We are decomposing \(Z\) into the product of two lower-dimensional, nonnegative factors:
\[\begin{aligned} Z_{ij} &\approx \sum_k w_{ik} x_{kj} \\ w_{ik} &\ge 0 \\ x_{kj} &\ge 0 . \end{aligned}\]
This is like PCA, but sometimes more interpretable.
A random set of \(k\) proportions \(0 \le P_i \le 1\) has a \(\Dirichlet(\alpha_1, \ldots, \alpha_k)\) if it has probability density \[\begin{aligned} \frac{1}{B(\alpha)} \prod_{i=1}^k p_i^{\alpha_i} \end{aligned}\] over the set of possible values \[\begin{aligned} P_1 + \cdots + P_k = 1 . \end{aligned}\]

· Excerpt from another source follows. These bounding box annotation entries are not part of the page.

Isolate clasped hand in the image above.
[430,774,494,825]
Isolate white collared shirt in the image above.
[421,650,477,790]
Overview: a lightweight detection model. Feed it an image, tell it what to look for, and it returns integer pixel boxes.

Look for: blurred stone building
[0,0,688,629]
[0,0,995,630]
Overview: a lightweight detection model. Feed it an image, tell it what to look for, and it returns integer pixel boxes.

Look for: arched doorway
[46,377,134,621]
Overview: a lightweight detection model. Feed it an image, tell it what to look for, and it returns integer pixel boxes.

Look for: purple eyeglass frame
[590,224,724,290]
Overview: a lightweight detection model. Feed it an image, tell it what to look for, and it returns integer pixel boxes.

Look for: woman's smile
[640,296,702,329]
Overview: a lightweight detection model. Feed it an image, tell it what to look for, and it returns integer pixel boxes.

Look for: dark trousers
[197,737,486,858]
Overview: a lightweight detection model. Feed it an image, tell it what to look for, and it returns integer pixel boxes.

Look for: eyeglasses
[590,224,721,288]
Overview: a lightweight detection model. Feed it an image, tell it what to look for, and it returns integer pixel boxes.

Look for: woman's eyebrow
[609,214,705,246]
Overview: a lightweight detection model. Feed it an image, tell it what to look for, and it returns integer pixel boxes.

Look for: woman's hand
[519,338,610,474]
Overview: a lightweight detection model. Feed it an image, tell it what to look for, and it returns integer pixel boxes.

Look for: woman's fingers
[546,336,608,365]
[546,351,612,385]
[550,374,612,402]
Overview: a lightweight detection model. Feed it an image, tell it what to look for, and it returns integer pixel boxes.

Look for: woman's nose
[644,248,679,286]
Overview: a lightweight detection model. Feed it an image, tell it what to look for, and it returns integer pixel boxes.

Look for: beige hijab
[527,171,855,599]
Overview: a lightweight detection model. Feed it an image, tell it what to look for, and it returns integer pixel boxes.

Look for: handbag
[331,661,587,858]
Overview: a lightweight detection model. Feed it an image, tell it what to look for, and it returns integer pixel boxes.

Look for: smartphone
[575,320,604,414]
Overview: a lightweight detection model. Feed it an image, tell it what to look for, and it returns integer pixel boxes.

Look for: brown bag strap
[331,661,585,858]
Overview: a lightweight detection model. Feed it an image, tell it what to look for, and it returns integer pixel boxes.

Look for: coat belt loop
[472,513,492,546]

This is useful as a prior on proportions.
This generalized the Beta: if \(X \sim \Beta(a, b)\) then \((X, 1-X) \sim \Dirichlet(a, b)\).
Marginal distributions are Beta distributed: \(P_i \sim \Beta(\alpha_i, \sum_{j=1}^k \alpha_j - \alpha_i)\).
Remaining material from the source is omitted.